Reputation: 1651
I would like to perform a window function with a filter clause, for example:
LAG("date", 1) FILTER (WHERE type='A') OVER (PARTITION BY id ORDER BY id ASC) AS "A_lag_1"
However, Postgres doesn't support this operation but I cant determine how else do it. Details below
Challange
Input tab_A
:
+----+------+------+
| id | type | date |
+----+------+------+
| 1 | A | 30 |
| 1 | A | 25 |
| 1 | A | 20 |
| 1 | B | 29 |
| 1 | B | 28 |
| 1 | B | 21 |
| 1 | C | 24 |
| 1 | C | 22 |
+----+------+------+
Desired output:
+----+------+------+---------+---------+---------+---------+---------+---------+
| id | type | date | A_lag_1 | A_lag_2 | B_lag_1 | B_lag_2 | C_lag_1 | C_lag_2 |
+----+------+------+---------+---------+---------+---------+---------+---------+
| 1 | A | 30 | 25 | 20 | 29 | 28 | 24 | 22 |
| 1 | A | 25 | 20 | | | | 24 | 22 |
| 1 | A | 20 | | | | | | |
| 1 | B | 29 | 25 | 20 | 28 | 21 | 24 | 22 |
| 1 | B | 28 | 25 | 20 | 21 | | 24 | 22 |
| 1 | B | 21 | 20 | | | | 24 | 22 |
| 1 | C | 24 | 20 | | 21 | | 22 | |
| 1 | C | 22 | 20 | | 21 | | | |
+----+------+------+---------+---------+---------+---------+---------+---------+
In words:
date
column)type
('A', 'B', 'C') put the most recent date
in A_lag_1
and the second the most recent (by date) value in A_lag_2
for type
'A', and B_lag_1
, B_lag_2
for 'B' etc.The above example is quite simplified, in my real use case there will be a lot more id
values, more lag column iterations A_lag_X
and types.
Posible solution
This challenge seems a perfect fit for a window function as I want to keep the same number of rows tab_A
and append information which is related to the row but in the past.

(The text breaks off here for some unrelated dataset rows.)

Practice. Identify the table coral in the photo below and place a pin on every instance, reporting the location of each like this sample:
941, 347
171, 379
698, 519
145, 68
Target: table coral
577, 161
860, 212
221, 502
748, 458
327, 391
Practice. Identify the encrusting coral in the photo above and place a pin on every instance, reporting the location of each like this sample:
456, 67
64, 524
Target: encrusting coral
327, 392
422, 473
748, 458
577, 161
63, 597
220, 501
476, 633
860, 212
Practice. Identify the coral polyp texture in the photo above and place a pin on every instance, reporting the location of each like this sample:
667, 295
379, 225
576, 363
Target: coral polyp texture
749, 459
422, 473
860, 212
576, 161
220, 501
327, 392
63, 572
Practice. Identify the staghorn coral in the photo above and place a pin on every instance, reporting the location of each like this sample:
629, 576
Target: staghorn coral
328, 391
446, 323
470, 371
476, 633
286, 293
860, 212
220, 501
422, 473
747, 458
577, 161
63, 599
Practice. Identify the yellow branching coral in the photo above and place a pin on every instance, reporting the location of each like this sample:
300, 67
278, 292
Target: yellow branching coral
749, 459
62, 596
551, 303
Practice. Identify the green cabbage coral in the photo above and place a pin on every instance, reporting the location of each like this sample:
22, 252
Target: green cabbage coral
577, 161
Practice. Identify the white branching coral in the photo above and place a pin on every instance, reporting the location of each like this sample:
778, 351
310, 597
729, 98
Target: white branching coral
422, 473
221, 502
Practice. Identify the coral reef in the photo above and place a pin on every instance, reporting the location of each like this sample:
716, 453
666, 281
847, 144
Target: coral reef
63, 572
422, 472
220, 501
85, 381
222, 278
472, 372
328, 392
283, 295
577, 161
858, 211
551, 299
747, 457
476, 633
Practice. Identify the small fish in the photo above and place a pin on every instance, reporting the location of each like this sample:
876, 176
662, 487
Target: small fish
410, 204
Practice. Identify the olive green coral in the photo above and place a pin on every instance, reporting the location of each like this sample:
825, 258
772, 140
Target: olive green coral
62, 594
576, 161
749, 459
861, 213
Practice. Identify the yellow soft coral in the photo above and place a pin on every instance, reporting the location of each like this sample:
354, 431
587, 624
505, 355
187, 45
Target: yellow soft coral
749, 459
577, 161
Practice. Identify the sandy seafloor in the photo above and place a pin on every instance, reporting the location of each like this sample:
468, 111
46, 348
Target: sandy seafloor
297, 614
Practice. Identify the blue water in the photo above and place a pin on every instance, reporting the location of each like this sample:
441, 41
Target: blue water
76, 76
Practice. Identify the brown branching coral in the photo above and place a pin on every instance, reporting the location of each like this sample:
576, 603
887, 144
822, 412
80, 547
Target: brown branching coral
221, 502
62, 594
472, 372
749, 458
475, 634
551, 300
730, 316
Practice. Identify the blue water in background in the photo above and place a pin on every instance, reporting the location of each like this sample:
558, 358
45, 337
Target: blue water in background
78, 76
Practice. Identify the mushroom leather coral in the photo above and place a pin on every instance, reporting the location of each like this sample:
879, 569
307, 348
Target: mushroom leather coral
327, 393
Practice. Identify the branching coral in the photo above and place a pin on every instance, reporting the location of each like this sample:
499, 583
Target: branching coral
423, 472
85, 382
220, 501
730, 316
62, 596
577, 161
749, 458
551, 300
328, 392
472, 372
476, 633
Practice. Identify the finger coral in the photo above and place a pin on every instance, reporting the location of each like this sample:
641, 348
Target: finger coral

So constructing it using a window function (sqlfiddle):
SELECT
id, type, "date",
LAG("date", 1) FILTER (WHERE type='A') OVER (PARTITION BY id ORDER BY id ASC, "date" DESC) AS "A_lag_1",
LAG("date", 2) FILTER (WHERE type='A') OVER (PARTITION BY id ORDER BY id ASC, "date" DESC) AS "A_lag_2",
LAG("date", 1) FILTER (WHERE type='B') OVER (PARTITION BY id ORDER BY id ASC, "date" DESC) AS "B_lag_1",
LAG("date", 2) FILTER (WHERE type='B') OVER (PARTITION BY id ORDER BY id ASC, "date" DESC) AS "B_lag_2",
LAG("date", 1) FILTER (WHERE type='C') OVER (PARTITION BY id ORDER BY id ASC, "date" DESC) AS "C_lag_1",
LAG("date", 2) FILTER (WHERE type='C') OVER (PARTITION BY id ORDER BY id ASC, "date" DESC) AS "C_lag_2"
FROM tab_A
However, I get the following error:
ERROR: FILTER is not implemented for non-aggregate window functions Position: 30
Although this error is referenced in the documentation I cant determine another way of doing it.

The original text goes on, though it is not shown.